Archive for April, 2007

The Compact


Maybe it's that I've been watching too many documentaries, but I've lately been consumed with the vision of the type of world we will be leaving for our children.  Somewhere between An Inconvenient Truth , Happy Feet , and all the books, magazines, and radio stories and everything, I started to think about doing something drastic.  Last night, I was watching The Corporation , and I thought about this piece I heard on NPR about a year ago.  It was about a group of friends who had a dinner party and were feeling the same things I have been lately, and they decided to take a pretty drastic step.

The next part is lifted from their website

The Compact. 

A group of individuals committed to a 12-month flight from the consumer grid.

The Compact has several aims (more or less prioritized below):

  • To go beyond recycling in trying to counteract the negative global environmental and socioeconomic impacts of disposable consumer culture and to support local businesses, farms, etc. — a step that, we hope, inherits the revolutionary impulse of the Mayflower Compact.
  • To reduce clutter and waste in our homes (as in trash Compact-er).   
  • To simplify our lives (as in Calm-pact)

We've agreed to follow two principles (see exceptions etc. below).
    #1 Don't buy new products of any kind (from stores, web sites, etc.)
    #2 Borrow, barter, or buy used.

A few exceptions – using the "fair and reasonable person" standard — i.e., you'll know in your heart when you're rationalizing a violation:

  • food, drink, and necessary medicine (no elective treatments like Viagra or Botox)
  • necessary cleaning products, but not equipment (don't go out and buy the Dyson Animal, for example).  
  • socks and underwear (utilitarian–non-couture or ornamental)  
  • pajamas for the children

    Utilitarian services (plumbers, electricians, auto mechanics, veterinarians, dog/house-sitters, fire/paramedics, dry cleaners, house cleaners, etc.) — Support local and encourage used parts (rebuilt transmission, salvaged headlight unit, etc.)

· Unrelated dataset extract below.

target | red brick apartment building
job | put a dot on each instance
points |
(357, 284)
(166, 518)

  • Recreational services (massage, etc.) & local artisanal items – Good sources for gifts, but should not be over-indulged in for personal gratification
  • Charitable contributions (Seva, Heifer, and the like) – an even better source for gifts

    Plants and cut flowers – Whenever possible, cultivate from free cuttings or seeds. Ok in extreme moderation when purchased from local businesses (i.e., not the Target Garden Shop)–and again, within reason

  • Art supplies – First line of attack: SCRAP. When absolutely necessary (for the professionals and talented amateurs in the group), from local businesses
  • Magazines, newspapers, Netflix – renewals only, no new subscriptions. Even better to consume online. Video rentals and downloadable music files (non-material) — freely shared and legal, please.


So Charles and I have decided.  We're doing this.  Starting on his birthday (May 2).  I'm going to try to get some family and friends to try it too.  Think about the changes we could make…  Think about the money we could save…  Think about the behavior we'll be modeling for our kids…

Who's in? 

Inside Jokes


I made bruchetta tonight.  This is what we call a flatbread/pizza type thing that has garlic & olive oil 'sauce,' tomatoes, basil, and mozzarella cheese. We're eating at the table when I said, "You know what's really good?" (Of course, I am going to say bruchetta.

Dillon: brasagna?

Charles: Did he just say brasagna?  What exactly is brazagna?

Molly: I don't know, but I bet it's really good.

Dillon: [to Charles] That's what they used to call you, right?

One of Charles' favorite jokes is someone says a crazy word or string of words, like 'raspberry ice tea' and he says "That's what they used to call me when I was dancing." Meaning, dancing at a strip joint, which he has never (to my knowledge) done, but perhaps that's why it's funny.  It was hilarious to us that D picked up on this joke, leading Rose to swing back around to an old favorite…

Rose: Knock Knock!  Who's there?   Knock Knock!  Who's there?   Knock Knock!  Who's there?   Knock Knock!  Who's there?   Knock Knock!  Who's there?   Knock Knock!  Who's there?   Knock Knock!  Who's there?   Knock Knock!  Who's there?   Knock Knock!  Who's there?   Knock Knock!  Who's there?   Knock Knock!  Who's there?  

Everyone else clamors to try to insert punchlines, but she doesn't really get the point.  She just thinks the string of words is hilarious and laughs maniaclly.  The thing you need to know to get the next joke is that our favorite joke these days is: D: Knock Knock!  O: Who's there?  D: Interrupting Cow.  O: Interrupting–  D: MOO!

Charles: [pointedly] Knock knock 

Dillon: Who's there?

Charles: Interuppting knock knock joke…

Rose: Knock Knock!  Who's there?    Knock Knock!  Who's there?   Knock Knock!  Who's there?